The original aim of the project was to promote and celebrate the heritage of the Washburn Valley and that has remained a key aspect of the Centre’s work. “To apply for the funding we really had to think about what we wanted the project to be and put together a sustainable business plan which helped us focus on what we were wanting to provide,” Sally said.

Creating a Washburn Archive was outlined as one of the ways the project would safeguard the heritage of the valley in its Heritage Lottery Fund application.

But Sally said this had proved much harder to do than first anticipated until they appointed professional archivist Gillian Waters. Gillian worked with a team of eight dedicated volunteers led by Deborah Power to get the archive off the ground and keep it updated.

Now holding around 17,000 items, with just over 9,000 catalogued, the archive is used by a growing number of people from across the globe.

The archive is how volunteer Tom Cox first became involved in the centre.

Tom, who lives in Harrogate, is a guided walk leader and looks after the centre’s maintenance.

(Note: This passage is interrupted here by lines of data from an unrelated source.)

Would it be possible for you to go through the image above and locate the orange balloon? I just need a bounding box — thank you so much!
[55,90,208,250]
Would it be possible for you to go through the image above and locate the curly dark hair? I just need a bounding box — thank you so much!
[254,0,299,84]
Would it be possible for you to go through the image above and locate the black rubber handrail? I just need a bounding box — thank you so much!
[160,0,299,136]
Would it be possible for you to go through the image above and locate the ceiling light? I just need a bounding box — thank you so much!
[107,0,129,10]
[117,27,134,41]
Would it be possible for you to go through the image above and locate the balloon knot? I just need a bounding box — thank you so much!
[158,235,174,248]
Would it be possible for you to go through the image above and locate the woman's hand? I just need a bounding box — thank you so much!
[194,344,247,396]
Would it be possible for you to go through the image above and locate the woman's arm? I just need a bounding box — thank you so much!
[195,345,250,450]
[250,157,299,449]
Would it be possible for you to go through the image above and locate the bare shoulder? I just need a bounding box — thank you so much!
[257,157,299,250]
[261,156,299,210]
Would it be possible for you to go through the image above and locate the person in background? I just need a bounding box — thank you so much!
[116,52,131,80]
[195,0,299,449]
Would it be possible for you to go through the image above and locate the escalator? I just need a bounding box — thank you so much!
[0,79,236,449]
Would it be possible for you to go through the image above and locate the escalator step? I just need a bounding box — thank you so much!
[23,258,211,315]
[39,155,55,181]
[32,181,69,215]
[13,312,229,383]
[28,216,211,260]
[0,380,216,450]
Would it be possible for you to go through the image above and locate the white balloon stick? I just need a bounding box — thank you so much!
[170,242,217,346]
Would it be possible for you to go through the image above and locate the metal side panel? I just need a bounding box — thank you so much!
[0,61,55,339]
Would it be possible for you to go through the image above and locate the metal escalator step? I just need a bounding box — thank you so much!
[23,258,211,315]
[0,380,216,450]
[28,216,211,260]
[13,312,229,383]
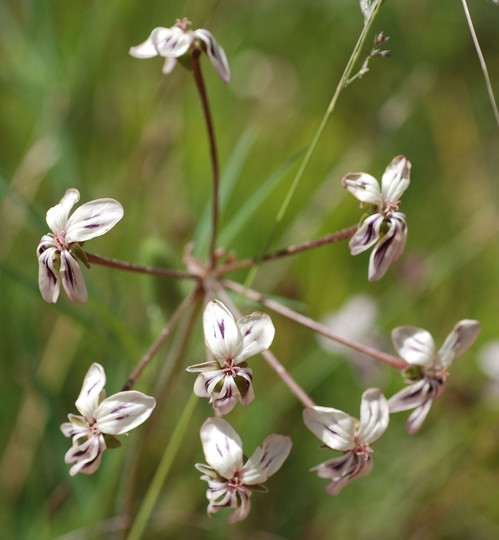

Like many of the volunteers he became involved through a family connection to the area.

“From 1939 my parents lived nearby and over the years had bought postcards of the area.

“When I cleared the house out I found several postcards and then we found more at my aunt’s house in London.

“I had heard about the heritage centre and I thought I would hang on to the postcards to see if they would be interested in them.”

Tom said he was “taken aback” by the centre, which has been described as a “hidden gem”, when he first visited.

Now the postcards are part of the extensive archive, and Tom became part of the growing community of volunteers and members.

Jenny Wilson who is Washburn Heritage Centre’s administrator, said there are currently around 350 members and under normal circumstances would hold a varied events programme open to members and non-members.

“We have a theme and run a series of events including four or five guided walks around the valley which are led by volunteers.

“There are also suppers, which have a wonderful atmosphere, talks and workshops,” Jenny said.